All of lore.kernel.org
 help / color / mirror / Atom feed
From: Johannes Weiner <hannes@cmpxchg.org>
To: Suren Baghdasaryan <surenb@google.com>
Cc: tj@kernel.org, lizefan.x@bytedance.com, peterz@infradead.org,
	johunt@akamai.com, mhocko@suse.com, keescook@chromium.org,
	quic_sudaraja@quicinc.com, cgroups@vger.kernel.org,
	linux-mm@kvack.org, linux-kernel@vger.kernel.org
Subject: Re: [PATCH 1/1] psi: remove 500ms min window size limitation for triggers
Date: Wed, 1 Mar 2023 15:07:50 -0500	[thread overview]
Message-ID: <Y/+wlg5L8A1iebya@cmpxchg.org> (raw)
In-Reply-To: <20230301193403.1507484-1-surenb@google.com>

On Wed, Mar 01, 2023 at 11:34:03AM -0800, Suren Baghdasaryan wrote:
> Current 500ms min window size for psi triggers limits polling interval
> to 50ms to prevent polling threads from using too much cpu bandwidth by
> polling too frequently.
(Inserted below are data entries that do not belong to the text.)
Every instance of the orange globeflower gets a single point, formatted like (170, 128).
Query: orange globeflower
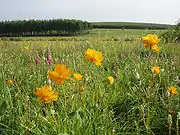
(150, 40)
(46, 94)
(156, 69)
(60, 74)
(78, 77)
(110, 79)
(155, 48)
(94, 56)
(172, 90)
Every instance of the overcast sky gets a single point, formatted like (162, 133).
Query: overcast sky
(154, 11)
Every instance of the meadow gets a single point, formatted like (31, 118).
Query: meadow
(119, 94)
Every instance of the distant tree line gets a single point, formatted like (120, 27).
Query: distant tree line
(55, 27)
(147, 26)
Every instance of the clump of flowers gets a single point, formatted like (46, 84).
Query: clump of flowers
(94, 56)
(37, 60)
(110, 80)
(46, 94)
(172, 90)
(48, 57)
(155, 48)
(26, 48)
(60, 74)
(9, 82)
(156, 69)
(78, 77)
(151, 41)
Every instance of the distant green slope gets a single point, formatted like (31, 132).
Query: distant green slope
(129, 25)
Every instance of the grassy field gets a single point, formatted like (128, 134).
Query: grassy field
(137, 103)
(130, 25)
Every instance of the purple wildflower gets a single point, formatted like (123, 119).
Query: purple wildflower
(37, 60)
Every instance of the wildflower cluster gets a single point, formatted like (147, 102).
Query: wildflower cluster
(94, 56)
(150, 41)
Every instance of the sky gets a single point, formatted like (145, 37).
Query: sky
(150, 11)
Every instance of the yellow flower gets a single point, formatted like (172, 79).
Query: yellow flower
(155, 48)
(156, 69)
(9, 82)
(26, 48)
(94, 56)
(60, 74)
(110, 79)
(150, 40)
(172, 90)
(78, 77)
(46, 94)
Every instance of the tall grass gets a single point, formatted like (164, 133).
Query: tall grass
(137, 102)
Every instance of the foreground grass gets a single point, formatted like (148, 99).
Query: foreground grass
(137, 103)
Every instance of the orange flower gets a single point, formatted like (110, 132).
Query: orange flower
(9, 82)
(46, 94)
(150, 40)
(60, 74)
(156, 69)
(155, 48)
(110, 79)
(78, 77)
(172, 90)
(94, 56)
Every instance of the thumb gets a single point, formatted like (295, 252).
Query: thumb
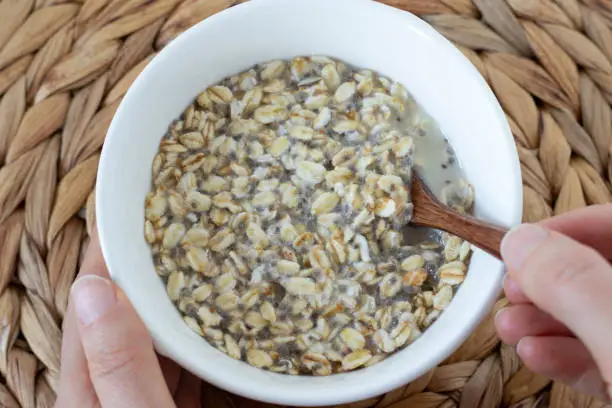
(570, 281)
(122, 364)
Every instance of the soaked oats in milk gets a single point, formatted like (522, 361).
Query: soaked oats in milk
(278, 211)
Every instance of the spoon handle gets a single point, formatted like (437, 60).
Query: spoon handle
(482, 234)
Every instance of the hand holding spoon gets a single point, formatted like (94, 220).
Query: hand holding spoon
(430, 212)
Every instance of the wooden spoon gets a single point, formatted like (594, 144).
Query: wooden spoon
(430, 212)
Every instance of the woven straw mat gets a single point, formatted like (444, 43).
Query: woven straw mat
(65, 65)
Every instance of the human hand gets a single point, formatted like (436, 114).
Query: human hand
(560, 286)
(108, 360)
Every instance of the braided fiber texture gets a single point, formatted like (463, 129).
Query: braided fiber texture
(65, 65)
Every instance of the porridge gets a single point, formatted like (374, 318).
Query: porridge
(278, 211)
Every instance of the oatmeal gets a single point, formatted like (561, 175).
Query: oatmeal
(278, 211)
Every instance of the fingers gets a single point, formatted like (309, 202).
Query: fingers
(591, 226)
(515, 322)
(122, 364)
(568, 280)
(76, 389)
(513, 292)
(563, 359)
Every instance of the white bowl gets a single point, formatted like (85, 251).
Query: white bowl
(367, 35)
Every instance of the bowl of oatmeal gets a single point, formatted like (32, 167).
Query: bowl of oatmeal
(253, 199)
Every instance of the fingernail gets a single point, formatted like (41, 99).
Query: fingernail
(520, 345)
(92, 296)
(499, 313)
(520, 242)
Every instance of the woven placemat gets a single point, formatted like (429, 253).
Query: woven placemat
(64, 66)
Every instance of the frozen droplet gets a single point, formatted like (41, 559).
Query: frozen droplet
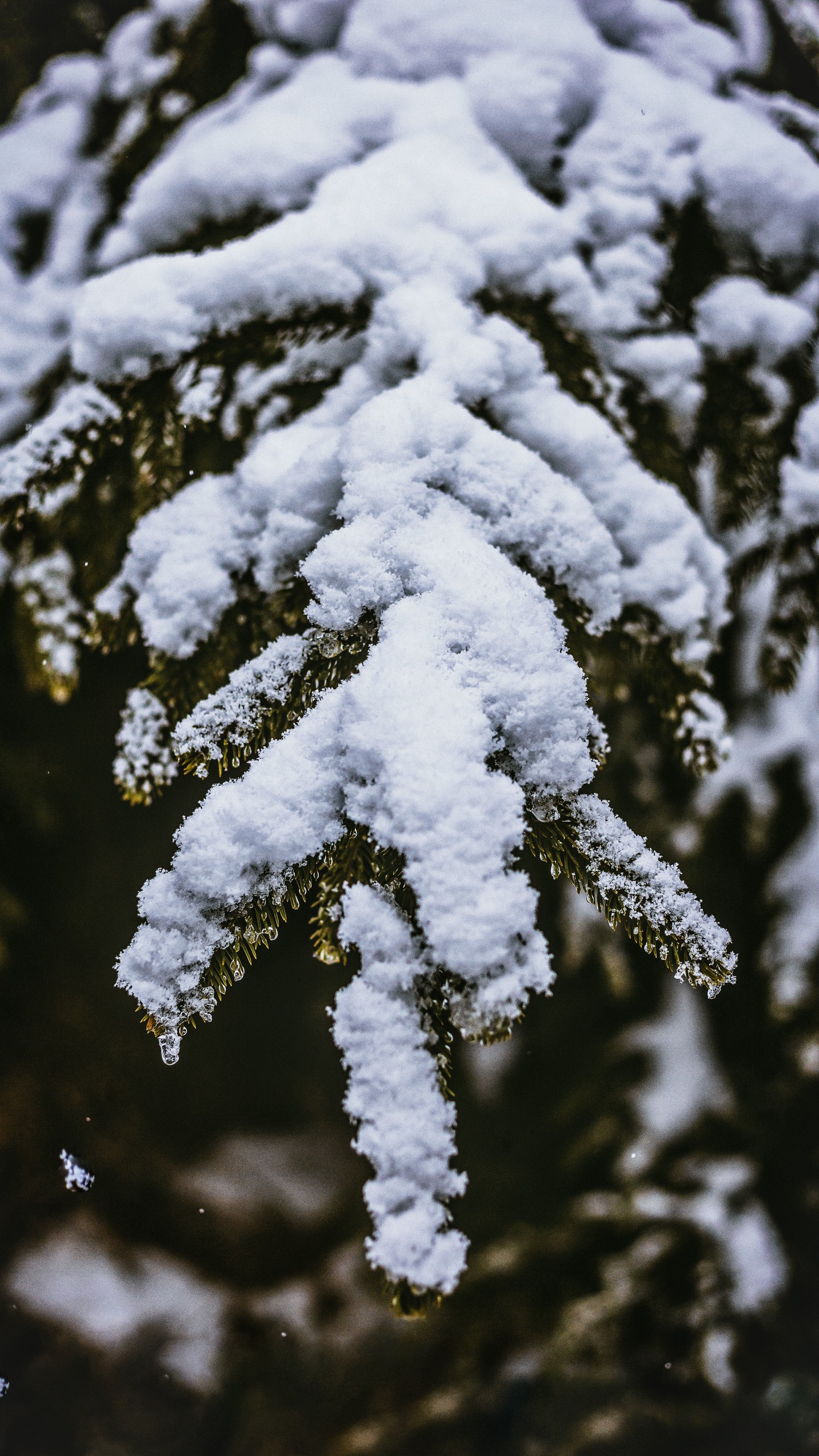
(169, 1047)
However the number of cgroups with triggers is
> unlimited, so this protection can be defeated by creating multiple
> cgroups with psi triggers (triggers in each cgroup are served by a single
> "psimon" kernel thread).
> Instead of limiting min polling period, which also limits the latency of
> psi events, it's better to limit psi trigger creation to authorized users
> only, like we do for system-wide psi triggers (/proc/pressure/* files can
> be written only by processes with CAP_SYS_RESOURCE capability). This also
> makes access rules for cgroup psi files consistent with system-wide ones.
> Add a CAP_SYS_RESOURCE capability check for cgroup psi file writers and
> remove the psi window min size limitation.
> 
> Suggested-by: Sudarshan Rajagopalan <quic_sudaraja@quicinc.com>
> Link: https://lore.kernel.org/all/cover.1676067791.git.quic_sudaraja@quicinc.com/
> Signed-off-by: Suren Baghdasaryan <surenb@google.com>
> ---
>  kernel/cgroup/cgroup.c | 10 ++++++++++
>  kernel/sched/psi.c     |  4 +---
>  2 files changed, 11 insertions(+), 3 deletions(-)
> 
> diff --git a/kernel/cgroup/cgroup.c b/kernel/cgroup/cgroup.c
> index 935e8121b21e..b600a6baaeca 100644
> --- a/kernel/cgroup/cgroup.c
> +++ b/kernel/cgroup/cgroup.c
> @@ -3867,6 +3867,12 @@ static __poll_t cgroup_pressure_poll(struct kernfs_open_file *of,
>  	return psi_trigger_poll(&ctx->psi.trigger, of->file, pt);
>  }
>  
> +static int cgroup_pressure_open(struct kernfs_open_file *of)
> +{
> +	return (of->file->f_mode & FMODE_WRITE && !capable(CAP_SYS_RESOURCE)) ?
> +		-EPERM : 0;
> +}

I agree with the change, but it's a bit unfortunate that this check is
duplicated between system and cgroup.

What do you think about psi_trigger_create() taking the file and
checking FMODE_WRITE and CAP_SYS_RESOURCE against file->f_cred?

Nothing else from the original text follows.